Downtime

A failure is being fixed on the robot. All backup operations (backup and restore) as well as the /migrate filesystem on tre,to,en is unavailable.

Update, 15:09: Some parts needs to be replaced, should arrive tomorrow.

Update, 2005-07-12 16:54: Replaced a cable in the robot. Backup/restore and /migrate is available.

The GPFS filesystems is unavailable because of several failed disks. The problem seems to be identical to what happened March 30.

http://www.parallaw.uib.no/syslog/56

We had installed a firmware fix for this problem, but that fix seems to be incomplete. A newer more complete fix will be installed ASAP.

Downtime started Monday June 27 00:42:51.

fimm got back on-line at 11:32:00
Downtime: 10 hours 50 minutes

Firmware on SATABlades upgraded to 'firmware 9037'. This will hopefully fix this 'failing disks' problem.

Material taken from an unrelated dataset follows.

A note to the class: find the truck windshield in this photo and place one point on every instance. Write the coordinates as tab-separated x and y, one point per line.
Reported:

Regatta node TO and TRE had downtime from 08:00 to 12:45
for update of firmware.

Regatta node EN had downtime from 08:00 to 16:00
for update of firmware and change of 32GB memory module.
This node had problem booting from root-disks after hardware changes.
Moving the disks to TO and back again made EN bootable (unclear why).

Linux cluster FIRE had downtime from 08:00 to 16:00 due to dependancy on disks on EN.